Wie aussagekräftig sind diese Tests?
„Die Tests gehen methodisch unterschiedlich vor und führen so auch zu unterschiedlichen Ergebnissen“, sagt Stefan Lange, stellvertretender Direktor des Instituts für Qualität und Wirtschaftlichkeit im Gesundheitswesen (IQWiG) in Köln. Das sei wohl das größte Problem. „Das sagen selbst die Befürworter der Tests und raten Frauen deshalb davon ab, zwei Tests zu machen, weil das zu Verunsicherung führen könnte.“ Wenn beispielsweise bei einer Frau der Test Oncotype DX zu dem Ergebnis kommt, dass das Risiko gering sei und sie deshalb auf die Chemotherapie verzichten könne, hieße das nicht zwangsläufig, dass Mammaprint, EndoPredict oder Prosigma zum gleichen Ergebnis führten.
Wie lässt sich der Nutzen dieser Tests bewerten?

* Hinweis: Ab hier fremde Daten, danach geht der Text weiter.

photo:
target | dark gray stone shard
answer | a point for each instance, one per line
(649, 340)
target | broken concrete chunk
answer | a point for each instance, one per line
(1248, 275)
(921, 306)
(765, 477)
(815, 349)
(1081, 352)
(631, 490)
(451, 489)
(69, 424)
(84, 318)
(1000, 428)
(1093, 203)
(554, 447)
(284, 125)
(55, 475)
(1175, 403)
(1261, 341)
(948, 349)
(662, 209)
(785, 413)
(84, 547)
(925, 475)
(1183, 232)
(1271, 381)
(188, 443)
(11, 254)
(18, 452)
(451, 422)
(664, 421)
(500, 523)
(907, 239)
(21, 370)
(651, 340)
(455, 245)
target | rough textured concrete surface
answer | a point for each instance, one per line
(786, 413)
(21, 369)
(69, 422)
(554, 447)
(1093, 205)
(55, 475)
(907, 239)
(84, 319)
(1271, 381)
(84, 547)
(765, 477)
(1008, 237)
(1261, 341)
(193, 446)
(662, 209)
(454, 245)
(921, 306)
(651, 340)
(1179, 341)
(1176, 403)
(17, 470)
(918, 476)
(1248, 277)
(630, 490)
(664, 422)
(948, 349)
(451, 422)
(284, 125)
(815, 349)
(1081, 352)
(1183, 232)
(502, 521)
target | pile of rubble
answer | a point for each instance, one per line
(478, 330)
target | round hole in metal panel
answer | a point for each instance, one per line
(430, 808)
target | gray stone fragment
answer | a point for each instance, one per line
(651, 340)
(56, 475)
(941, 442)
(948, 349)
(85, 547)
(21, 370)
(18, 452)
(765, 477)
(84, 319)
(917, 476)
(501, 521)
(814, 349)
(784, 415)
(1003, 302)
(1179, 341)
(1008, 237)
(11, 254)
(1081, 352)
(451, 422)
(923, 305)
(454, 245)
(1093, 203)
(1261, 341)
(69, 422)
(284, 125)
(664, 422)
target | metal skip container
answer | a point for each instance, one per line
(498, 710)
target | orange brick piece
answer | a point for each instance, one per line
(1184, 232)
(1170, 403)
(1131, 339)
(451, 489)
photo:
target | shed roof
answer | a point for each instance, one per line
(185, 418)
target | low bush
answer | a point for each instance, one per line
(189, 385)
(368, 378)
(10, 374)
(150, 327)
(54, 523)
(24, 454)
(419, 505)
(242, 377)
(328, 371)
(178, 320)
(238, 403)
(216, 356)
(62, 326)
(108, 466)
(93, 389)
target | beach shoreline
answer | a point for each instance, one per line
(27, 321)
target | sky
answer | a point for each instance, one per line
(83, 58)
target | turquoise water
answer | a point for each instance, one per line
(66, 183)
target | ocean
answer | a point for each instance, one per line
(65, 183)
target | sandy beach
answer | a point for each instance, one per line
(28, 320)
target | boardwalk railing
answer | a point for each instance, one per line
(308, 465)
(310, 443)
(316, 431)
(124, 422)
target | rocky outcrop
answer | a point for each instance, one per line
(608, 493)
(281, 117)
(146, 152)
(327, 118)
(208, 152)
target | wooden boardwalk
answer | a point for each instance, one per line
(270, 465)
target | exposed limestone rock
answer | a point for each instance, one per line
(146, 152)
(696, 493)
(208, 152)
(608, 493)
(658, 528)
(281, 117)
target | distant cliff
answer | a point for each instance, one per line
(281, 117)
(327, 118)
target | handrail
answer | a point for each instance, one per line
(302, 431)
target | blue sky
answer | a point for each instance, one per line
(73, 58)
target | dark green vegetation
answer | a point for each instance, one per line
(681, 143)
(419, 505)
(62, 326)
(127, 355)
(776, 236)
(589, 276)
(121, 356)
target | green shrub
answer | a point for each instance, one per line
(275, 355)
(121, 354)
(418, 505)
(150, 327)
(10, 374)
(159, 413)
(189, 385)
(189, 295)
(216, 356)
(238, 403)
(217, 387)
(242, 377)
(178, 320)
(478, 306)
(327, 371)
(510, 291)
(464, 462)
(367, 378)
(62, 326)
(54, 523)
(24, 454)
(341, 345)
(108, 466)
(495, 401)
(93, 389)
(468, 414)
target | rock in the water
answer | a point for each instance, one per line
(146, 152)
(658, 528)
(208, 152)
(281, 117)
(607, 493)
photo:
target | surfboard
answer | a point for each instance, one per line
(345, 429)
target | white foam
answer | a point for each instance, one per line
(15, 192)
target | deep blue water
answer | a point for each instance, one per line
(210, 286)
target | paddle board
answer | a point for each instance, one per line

Für seine Entscheidung, ob die Tests Kassenleistung werden soll, hat der Gemeinsame Bundesausschuss (GBA), der sich aus Vertretern der Krankenkassen, Ärzten und Krankenhäusern zusammensetzt, vor einiger Zeit das IQWiG beauftragt, die Wirksamkeit dieser Tests zu bewerten. In einem ersten Vorbericht konnte das Institut aufgrund methodischer Schwächen und einer dünnen Datenlage weder einen Nutzen noch einen Schaden belegen. Auch die Ergebnisse einer weiteren Studie (MINDACT) führten zu keinem klaren Nutzen. Ein Kritikpunkt der Prüfer: Ein Beobachtungszeitraum von fünf Jahren wie beim Test Mammaprint sei zu kurz, um verbindlich beurteilen zu können, ob es wirklich kein Wiederkehren des Krebses, gibt. Denn gerade bei Brustkrebs kann im Gegensatz zu anderen Krebsarten ein Rezidiv – also die Rückkehr des Krebses – sehr spät auftreten. „Zehn Jahre ist das Minimum, um etwas nachweisen zu können, ob durch den Test tatsächlich eine korrekte Rezidiv-Prognose getroffen wurde“, sagt der stellvertretende IQWiG-Direktor Lange. Besser seien zwölf oder 15 Jahre.
Inzwischen hat sein Institut aufgrund neuerer Ergebnisse zumindest für den Test Oncotype DX seine Einschätzung revidiert. Es sieht nun Anhaltspunkte für einen Zusatznutzen und gibt folgende Empfehlung: Ältere Frauen ab 50 Jahren und jenseits der Wechseljahre, bei denen ein Risikowert für ein Wiederkehren des Krebses zwischen null und 25 Prozent prognostiziert wird, können auf eine Chemotherapie verzichten, ebenso jüngere Frauen (vor der Menopause) mit Risikowerten von null bis zehn Prozent.
Wer übernimmt die Kosten?
Private Kassen übernehmen schon seit geraumer Zeit die Kosten für Genexpressionstests. Das tun nach dem Beschluss des GBA – zunächst nur für den Test Oncotype DX – nun auch die Gesetzlichen Krankenkassen.
In dem Text zum Thema Genexpressionstests im aktuellen Magazin „Tagesspiegel Onkologie“ (siehe unten) ist der Beschluss des GBA noch nicht berücksichtigt, da er erst nach Redaktionsschluss fiel.